Она закричала от боли и ужаса. Но это был не крик поражения. Это был крик ярости.

– Жалкие твари! – взвыла она. – Вы думали, вы можете меня остановить?!

Ее раненое плечо затянулось на глазах. Она отшвырнула от себя Степана, как надоедливую собаку. И начала меняться.

Она росла, вытягивалась, ее тело теряло человеческие очертания, превращаясь в нечто огромное, бесформенное, сотканное из теней и чистого, концентрированного кошмара. Она слилась с частью энергии Нави, хлынувшей из портала. Она стала огромной, теневой ведьмой, с горящими, как адские костры, глазами и когтями, способными рвать сталь.
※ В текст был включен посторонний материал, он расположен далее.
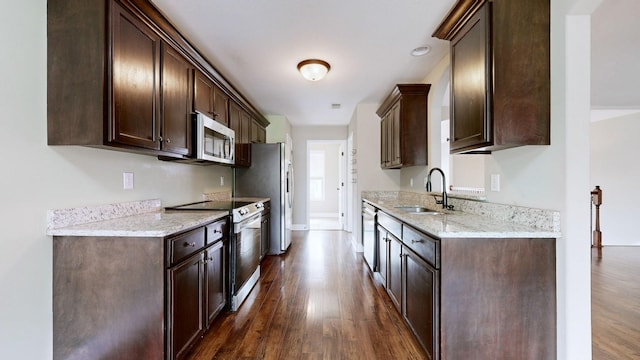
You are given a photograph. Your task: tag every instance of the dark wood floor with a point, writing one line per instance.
(316, 302)
(615, 303)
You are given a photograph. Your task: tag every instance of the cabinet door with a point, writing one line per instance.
(186, 293)
(245, 127)
(383, 142)
(394, 271)
(265, 228)
(235, 123)
(136, 55)
(383, 254)
(220, 106)
(203, 94)
(215, 280)
(395, 145)
(176, 102)
(262, 135)
(421, 301)
(471, 123)
(254, 131)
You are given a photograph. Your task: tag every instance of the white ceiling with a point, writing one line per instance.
(256, 45)
(615, 58)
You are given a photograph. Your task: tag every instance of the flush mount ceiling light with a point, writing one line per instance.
(313, 69)
(421, 50)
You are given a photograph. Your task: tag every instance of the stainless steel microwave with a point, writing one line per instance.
(214, 141)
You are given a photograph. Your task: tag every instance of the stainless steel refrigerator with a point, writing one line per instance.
(270, 175)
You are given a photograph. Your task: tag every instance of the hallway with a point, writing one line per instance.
(316, 302)
(615, 302)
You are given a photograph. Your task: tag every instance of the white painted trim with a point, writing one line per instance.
(324, 215)
(342, 174)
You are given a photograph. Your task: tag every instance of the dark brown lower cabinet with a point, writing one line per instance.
(137, 297)
(421, 300)
(215, 283)
(394, 271)
(471, 298)
(186, 290)
(383, 254)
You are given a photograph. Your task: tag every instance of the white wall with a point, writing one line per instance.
(330, 203)
(36, 178)
(616, 169)
(278, 128)
(300, 135)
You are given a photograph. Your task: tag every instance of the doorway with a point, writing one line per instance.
(326, 169)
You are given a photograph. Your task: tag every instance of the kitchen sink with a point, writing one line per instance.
(418, 210)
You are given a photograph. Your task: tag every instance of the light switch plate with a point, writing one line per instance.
(495, 182)
(127, 181)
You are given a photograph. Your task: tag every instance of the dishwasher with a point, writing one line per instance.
(369, 235)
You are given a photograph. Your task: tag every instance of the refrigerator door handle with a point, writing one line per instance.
(290, 185)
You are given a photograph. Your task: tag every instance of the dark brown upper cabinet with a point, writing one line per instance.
(120, 76)
(176, 98)
(148, 87)
(240, 122)
(500, 73)
(210, 99)
(403, 126)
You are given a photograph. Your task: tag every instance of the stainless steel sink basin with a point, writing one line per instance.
(418, 210)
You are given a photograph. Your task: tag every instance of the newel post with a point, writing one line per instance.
(596, 199)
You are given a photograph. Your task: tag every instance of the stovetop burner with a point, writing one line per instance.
(240, 210)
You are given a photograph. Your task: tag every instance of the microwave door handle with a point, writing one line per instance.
(231, 149)
(224, 147)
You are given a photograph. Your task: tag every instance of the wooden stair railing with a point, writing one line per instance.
(596, 200)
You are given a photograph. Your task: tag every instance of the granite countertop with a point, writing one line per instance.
(459, 224)
(158, 224)
(143, 218)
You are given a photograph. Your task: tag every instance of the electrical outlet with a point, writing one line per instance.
(127, 181)
(495, 182)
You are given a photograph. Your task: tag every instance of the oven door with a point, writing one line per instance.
(247, 237)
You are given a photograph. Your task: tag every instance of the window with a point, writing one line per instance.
(316, 175)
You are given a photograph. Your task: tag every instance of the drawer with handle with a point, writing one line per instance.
(423, 245)
(186, 244)
(217, 230)
(390, 223)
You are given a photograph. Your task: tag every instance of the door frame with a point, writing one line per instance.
(342, 172)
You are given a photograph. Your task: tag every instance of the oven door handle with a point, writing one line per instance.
(249, 222)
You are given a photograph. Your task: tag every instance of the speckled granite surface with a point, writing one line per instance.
(470, 218)
(217, 196)
(138, 218)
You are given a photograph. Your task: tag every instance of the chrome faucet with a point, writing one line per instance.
(444, 187)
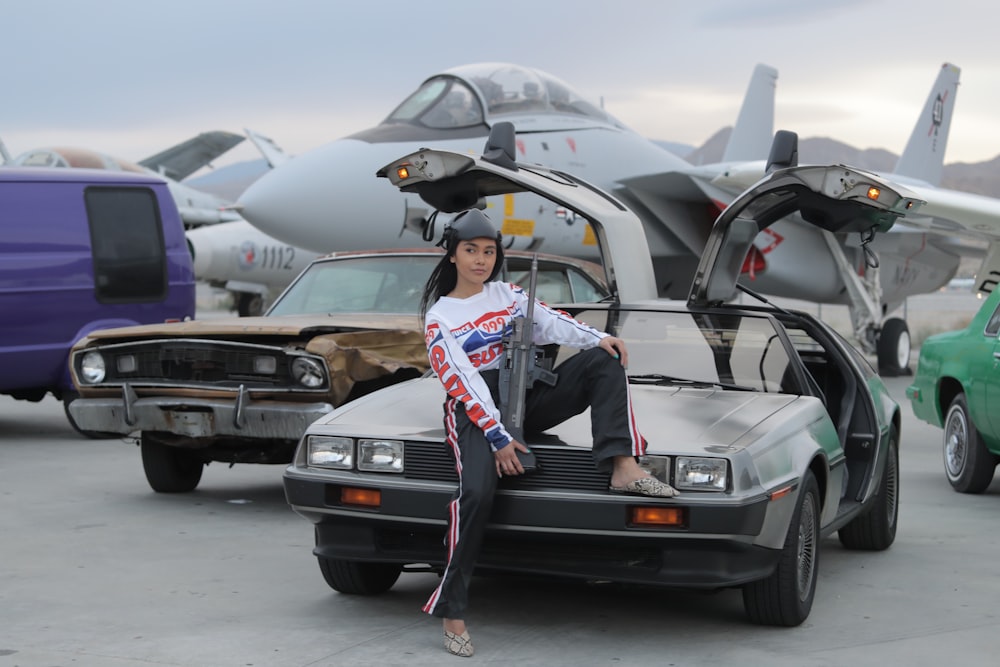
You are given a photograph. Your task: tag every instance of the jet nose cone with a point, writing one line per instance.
(323, 198)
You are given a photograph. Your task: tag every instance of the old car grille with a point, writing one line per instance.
(559, 467)
(216, 364)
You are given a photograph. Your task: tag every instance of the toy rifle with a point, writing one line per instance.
(520, 367)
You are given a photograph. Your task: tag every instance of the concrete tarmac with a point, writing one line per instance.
(97, 570)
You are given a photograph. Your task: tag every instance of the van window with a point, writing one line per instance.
(127, 242)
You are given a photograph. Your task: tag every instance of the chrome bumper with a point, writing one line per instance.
(195, 417)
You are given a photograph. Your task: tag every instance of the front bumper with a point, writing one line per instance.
(198, 418)
(581, 534)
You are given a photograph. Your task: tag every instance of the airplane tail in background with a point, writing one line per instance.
(270, 150)
(180, 161)
(754, 129)
(923, 157)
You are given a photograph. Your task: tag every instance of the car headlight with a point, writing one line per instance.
(380, 455)
(329, 452)
(657, 466)
(308, 372)
(708, 474)
(92, 368)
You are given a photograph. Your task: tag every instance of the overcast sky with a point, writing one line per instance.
(132, 77)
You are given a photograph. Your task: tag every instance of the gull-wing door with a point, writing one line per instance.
(834, 198)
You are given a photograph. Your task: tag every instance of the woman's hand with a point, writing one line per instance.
(616, 348)
(507, 463)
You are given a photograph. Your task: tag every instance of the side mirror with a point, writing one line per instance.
(784, 151)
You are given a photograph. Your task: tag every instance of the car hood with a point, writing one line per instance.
(697, 420)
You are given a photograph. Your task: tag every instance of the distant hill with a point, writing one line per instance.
(980, 178)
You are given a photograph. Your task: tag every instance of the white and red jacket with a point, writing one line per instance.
(465, 336)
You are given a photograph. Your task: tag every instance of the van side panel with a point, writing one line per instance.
(48, 297)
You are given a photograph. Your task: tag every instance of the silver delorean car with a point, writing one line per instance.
(775, 430)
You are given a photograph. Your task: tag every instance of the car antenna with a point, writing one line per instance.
(760, 297)
(500, 146)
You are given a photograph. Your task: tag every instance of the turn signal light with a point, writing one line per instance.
(363, 497)
(657, 517)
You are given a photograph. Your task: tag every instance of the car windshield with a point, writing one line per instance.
(393, 283)
(703, 349)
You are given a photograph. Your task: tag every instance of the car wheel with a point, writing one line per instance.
(785, 598)
(170, 469)
(894, 347)
(359, 578)
(968, 464)
(875, 530)
(67, 398)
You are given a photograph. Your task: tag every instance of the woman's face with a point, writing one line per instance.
(474, 261)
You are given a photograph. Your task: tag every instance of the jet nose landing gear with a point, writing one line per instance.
(893, 348)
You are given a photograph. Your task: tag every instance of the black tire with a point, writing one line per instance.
(968, 465)
(894, 347)
(249, 304)
(359, 578)
(785, 598)
(875, 530)
(170, 469)
(69, 397)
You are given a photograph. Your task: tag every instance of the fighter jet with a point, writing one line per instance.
(326, 198)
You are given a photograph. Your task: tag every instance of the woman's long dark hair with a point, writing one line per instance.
(444, 277)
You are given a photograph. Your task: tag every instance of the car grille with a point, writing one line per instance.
(559, 467)
(215, 364)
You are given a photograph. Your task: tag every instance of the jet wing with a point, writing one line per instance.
(182, 160)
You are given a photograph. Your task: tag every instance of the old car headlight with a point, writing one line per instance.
(308, 372)
(708, 474)
(380, 455)
(265, 365)
(329, 452)
(92, 368)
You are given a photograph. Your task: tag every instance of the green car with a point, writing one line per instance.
(957, 387)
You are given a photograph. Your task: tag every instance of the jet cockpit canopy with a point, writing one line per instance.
(484, 93)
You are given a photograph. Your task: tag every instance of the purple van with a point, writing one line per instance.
(81, 250)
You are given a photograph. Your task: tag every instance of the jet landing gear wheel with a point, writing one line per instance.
(249, 304)
(894, 348)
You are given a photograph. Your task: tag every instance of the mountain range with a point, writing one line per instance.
(982, 178)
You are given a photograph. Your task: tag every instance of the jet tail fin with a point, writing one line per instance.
(752, 134)
(270, 150)
(923, 157)
(180, 161)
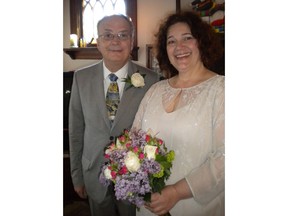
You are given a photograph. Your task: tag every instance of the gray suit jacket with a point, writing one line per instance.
(90, 130)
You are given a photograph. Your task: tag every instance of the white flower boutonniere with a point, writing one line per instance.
(136, 80)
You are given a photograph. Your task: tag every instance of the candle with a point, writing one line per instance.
(73, 40)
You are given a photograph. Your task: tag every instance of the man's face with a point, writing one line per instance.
(115, 41)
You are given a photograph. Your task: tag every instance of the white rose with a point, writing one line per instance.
(150, 151)
(137, 80)
(107, 173)
(119, 145)
(132, 161)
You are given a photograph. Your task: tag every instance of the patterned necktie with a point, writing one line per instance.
(112, 97)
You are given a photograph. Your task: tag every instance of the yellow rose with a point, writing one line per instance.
(150, 151)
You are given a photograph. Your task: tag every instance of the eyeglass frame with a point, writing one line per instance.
(107, 36)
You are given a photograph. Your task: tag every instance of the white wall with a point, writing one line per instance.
(149, 13)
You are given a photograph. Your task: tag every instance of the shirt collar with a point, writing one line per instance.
(121, 73)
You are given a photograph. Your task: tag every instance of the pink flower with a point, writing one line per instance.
(128, 145)
(141, 155)
(147, 139)
(113, 174)
(123, 170)
(136, 149)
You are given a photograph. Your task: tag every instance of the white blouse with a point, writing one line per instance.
(195, 131)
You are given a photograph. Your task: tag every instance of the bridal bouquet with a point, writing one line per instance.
(138, 164)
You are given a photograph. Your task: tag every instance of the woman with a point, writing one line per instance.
(186, 110)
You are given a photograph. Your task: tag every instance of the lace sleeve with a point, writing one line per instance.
(207, 181)
(137, 124)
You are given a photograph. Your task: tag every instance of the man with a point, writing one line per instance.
(93, 124)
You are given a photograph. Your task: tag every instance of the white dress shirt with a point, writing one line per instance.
(121, 74)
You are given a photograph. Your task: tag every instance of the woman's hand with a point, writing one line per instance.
(162, 203)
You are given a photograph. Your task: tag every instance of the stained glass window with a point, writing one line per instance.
(94, 10)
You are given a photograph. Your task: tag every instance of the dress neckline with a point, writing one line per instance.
(188, 88)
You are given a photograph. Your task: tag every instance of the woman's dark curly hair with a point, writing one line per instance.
(209, 43)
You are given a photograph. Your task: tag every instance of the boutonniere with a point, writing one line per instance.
(136, 80)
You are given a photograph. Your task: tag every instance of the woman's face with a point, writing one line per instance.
(182, 47)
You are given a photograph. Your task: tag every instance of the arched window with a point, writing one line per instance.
(84, 15)
(94, 10)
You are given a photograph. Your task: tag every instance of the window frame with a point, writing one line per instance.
(76, 28)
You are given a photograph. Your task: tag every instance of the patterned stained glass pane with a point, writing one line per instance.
(94, 10)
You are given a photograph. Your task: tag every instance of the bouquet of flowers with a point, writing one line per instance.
(139, 164)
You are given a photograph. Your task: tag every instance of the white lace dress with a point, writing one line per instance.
(195, 131)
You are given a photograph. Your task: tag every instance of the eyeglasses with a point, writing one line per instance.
(110, 37)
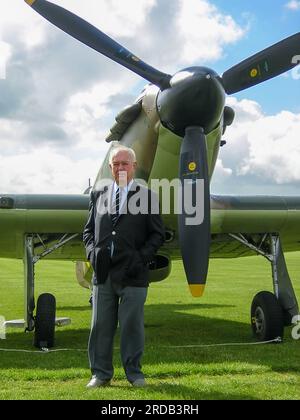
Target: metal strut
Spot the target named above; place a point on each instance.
(29, 260)
(270, 247)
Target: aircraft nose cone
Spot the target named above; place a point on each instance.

– Теперь, – пророкотал ее новый, многоголосый голос, – вы все умрете.

Начался новый виток ада. Мы снова бросились в бой, в самоубийственную атаку. Но теперь мы дрались не просто с ведьмой. Мы дрались с самой Тьмой, воплощенной, обретшей форму.

Степан, рыча от ярости и боли, снова и снова бросался на нее, впиваясь своими огромными клыками в ее теневую, клубящуюся плоть. Но его укусы, способные рвать сталь, не причиняли ей вреда. Она лишь смеялась своим многоголосым, сводящим с ума смехом, и отбрасывала его в сторону, как надоедливую игрушку. Он держался, он поднимался, снова бросался в бой, но я видел, что он долго не протянет. Его серебристая, светящаяся шерсть потускнела, руны на ней начали гаснуть.

Мы пытались кинуться на нее все вместе. Владимир, со своими серебряными клинками, я – с арбалетом, Роман и его стая. Но мы проигрывали. Ее теневые когти разрывали плоть, ее черная, как сама ночь, магия сжигала души, заставляя нас корчиться от боли.

Она отбросила нас в стороны, как котят, разметав по всему залу. И, подняв свои призрачные руки к разверзшемуся над ней порталу, начала читать заклинание. Древнее, страшное заклинание призыва, слова которого, казалось, были сотканы из боли и отчаяния. От этих звуков, от этих вибраций, казалось, сотрясались сами основы мироздания. Она не призывала своего господина. Она призывала себе слугу. Одного из тех, кто обитал в этой бездне. Древнего, могущественного, голодного. Она открывала ему врата в наш мир, предлагая ему пир. Пир, на котором мы должны были стать главным блюдом.